I’ve had a lot of time in 2019 to reflect on this new normal in our lives and because the purpose of this blog is to inform the reader on this experience, I’ve been trying to find the perfect way to describe what it’s like.
I wonder a lot why anyone bothers to read this blog. I assume family and close friends check in to see how we’re doing and what the news is. I’m sure some readers are here to be supportive and to get the low-down. Then there are the readers that I closely identify with ; the “tell me everything because I’m scared that if it can happen to you, it can happen to me and I NEED to know what I’m facing” type. That was me, 100%.
I’m that particular brand of nervous-nelly who is a hypochondriac. I’m sure many of you remember the time I revealed that I actually googled “symptoms of hypochondria” once. I’m that weirdo that reads an obituary of a young person and screams inside my head…… “Why didn’t you tell us what they died from? I need to know if I’m safe from their fate!!” If someone is willing to put out there the details of what ails them, I have to know it all- not because I’m nosy, but because I’m afraid the same will happen to me. This post is written for those like me…. the ones who want to read the travel brochure about Cancer Town, but hope they never live there.

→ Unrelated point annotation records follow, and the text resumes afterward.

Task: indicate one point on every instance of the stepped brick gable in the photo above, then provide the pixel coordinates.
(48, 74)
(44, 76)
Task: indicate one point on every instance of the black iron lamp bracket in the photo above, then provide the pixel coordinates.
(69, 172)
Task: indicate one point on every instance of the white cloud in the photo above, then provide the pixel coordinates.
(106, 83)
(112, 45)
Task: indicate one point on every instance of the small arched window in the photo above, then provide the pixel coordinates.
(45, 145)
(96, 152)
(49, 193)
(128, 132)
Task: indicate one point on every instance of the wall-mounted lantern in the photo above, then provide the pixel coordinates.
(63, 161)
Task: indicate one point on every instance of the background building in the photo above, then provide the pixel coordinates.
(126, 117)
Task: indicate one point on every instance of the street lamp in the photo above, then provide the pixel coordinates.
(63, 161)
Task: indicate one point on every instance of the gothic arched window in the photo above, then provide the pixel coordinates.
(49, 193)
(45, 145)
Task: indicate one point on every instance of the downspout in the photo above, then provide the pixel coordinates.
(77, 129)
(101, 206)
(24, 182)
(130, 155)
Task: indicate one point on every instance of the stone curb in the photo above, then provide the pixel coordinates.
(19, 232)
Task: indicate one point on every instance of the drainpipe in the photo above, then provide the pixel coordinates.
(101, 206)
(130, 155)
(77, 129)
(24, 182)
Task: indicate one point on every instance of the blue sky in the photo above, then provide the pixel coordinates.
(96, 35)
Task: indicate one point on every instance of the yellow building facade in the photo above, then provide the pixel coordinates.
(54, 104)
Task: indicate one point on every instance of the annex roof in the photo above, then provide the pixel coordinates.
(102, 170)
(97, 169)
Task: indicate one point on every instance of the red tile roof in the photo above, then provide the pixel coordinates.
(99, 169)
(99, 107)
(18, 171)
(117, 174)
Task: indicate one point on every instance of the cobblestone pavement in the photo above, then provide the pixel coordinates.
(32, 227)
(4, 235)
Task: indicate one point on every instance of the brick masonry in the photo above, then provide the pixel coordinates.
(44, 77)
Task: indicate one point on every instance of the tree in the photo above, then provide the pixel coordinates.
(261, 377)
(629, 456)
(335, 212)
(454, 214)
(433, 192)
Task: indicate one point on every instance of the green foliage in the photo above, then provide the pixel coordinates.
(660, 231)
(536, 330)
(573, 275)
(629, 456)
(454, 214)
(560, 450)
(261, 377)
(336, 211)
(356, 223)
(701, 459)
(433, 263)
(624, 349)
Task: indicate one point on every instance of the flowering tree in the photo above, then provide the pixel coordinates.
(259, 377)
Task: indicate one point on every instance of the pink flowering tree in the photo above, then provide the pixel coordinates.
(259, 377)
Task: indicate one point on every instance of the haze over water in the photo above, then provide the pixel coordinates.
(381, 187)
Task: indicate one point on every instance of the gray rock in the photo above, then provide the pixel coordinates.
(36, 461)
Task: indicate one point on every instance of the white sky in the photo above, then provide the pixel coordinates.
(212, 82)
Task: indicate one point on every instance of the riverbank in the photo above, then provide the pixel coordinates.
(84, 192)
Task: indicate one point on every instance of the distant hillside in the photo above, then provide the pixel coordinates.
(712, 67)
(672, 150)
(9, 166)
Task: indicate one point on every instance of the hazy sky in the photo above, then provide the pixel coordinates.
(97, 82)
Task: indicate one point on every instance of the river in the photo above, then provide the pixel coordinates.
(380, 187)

Before March 24 I really had no idea what it was like to live with a chronic illness. I mean, technically I guess I had been living with cancer for approximately 5-10 years, I just didn’t know it. When I was a kid (before the amazing leaps and bounds science has made in cancer treatments) when someone was diagnosed with cancer, they usually died pretty soon there after. My father’s aunt was diagnosed with liver cancer in May and by January she was gone. This was my closest experience with cancer until I was an adult and David’s uncle was diagnosed with a brain tumor a few years ago. I think most people of my generation had the same type of experience – cancer was a death sentence, one that was usually carried out in a short period of time and the amount of time those poor souls did have after a diagnosis was filled with pain and illness and terrible treatments that seemed to make them worse rather than better. Thankfully, that is not the experience many of us have now.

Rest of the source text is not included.